Surgically, how are aneurysms prevented from bursting?An aneurysm is a weakness in a blood vessel wall, like little balloons off the side of an otherwise normal blood vessel. And there are two ways of treating aneurysms: either with open surgery by putting a clip on it or performing minimally invasive surgery by putting tiny metal coils within the aneurysm. We run a wire through the artery in the leg, around the heart, into wherever the aneurysm is and deploy the little metal coils.
Why neurosurgery? It started with research projects that I did as an undergraduate. We did dissection under the microscope, and I just really took a liking to using my hands and doing the fine work.
How are your days structured?It’s variable. My week is structured where Monday, Tuesday and Thursday, I am usually in the [operating room] doing procedures. Wednesday and Friday, I do outpatient work where people are meeting me before or after surgery. On top of that, we take call and teach the next generation of neurosurgeons. Day to day, I usually wake up at 6 a.m., get in around 7 a.m., and leave sometime between 3 p.m. and the next morning, depending on how long a case is. But typically, I get home by 5 or 6 p.m.
How many surgical cases do you have a day? The neurosurgeon’s busiest days will have maybe seven to eight cases in one day. Each procedure is highly variable in hours, but the average case is probably two to three hours long.

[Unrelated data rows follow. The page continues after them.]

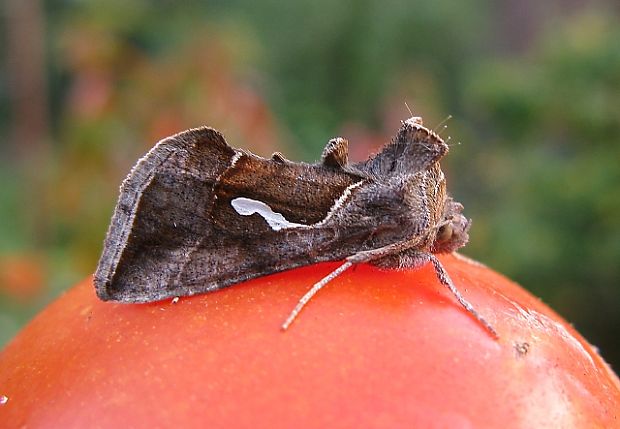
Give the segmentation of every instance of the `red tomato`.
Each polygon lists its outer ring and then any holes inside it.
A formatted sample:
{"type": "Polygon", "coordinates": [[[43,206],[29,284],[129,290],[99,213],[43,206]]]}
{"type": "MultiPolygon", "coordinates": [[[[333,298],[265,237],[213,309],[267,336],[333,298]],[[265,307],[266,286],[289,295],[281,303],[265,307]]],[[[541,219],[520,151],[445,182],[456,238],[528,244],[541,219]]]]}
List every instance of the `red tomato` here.
{"type": "Polygon", "coordinates": [[[351,269],[287,332],[337,264],[177,303],[105,303],[84,281],[0,354],[0,425],[620,427],[620,382],[569,324],[488,268],[442,261],[499,340],[430,266],[351,269]]]}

How important is it to work on the central nervous system — the brain and spine?That’s probably the toughest question to answer. It’s important for every patient. Our patients are touched by neurological diseases in a way that is different from others, and it’s important for me to be able to bring people back to their regular self. This is what it’s all about in the end. Doing something like reversing a stroke at the right time and spot can, within hours, get [a patient’s] arms and legs moving again and their speech back.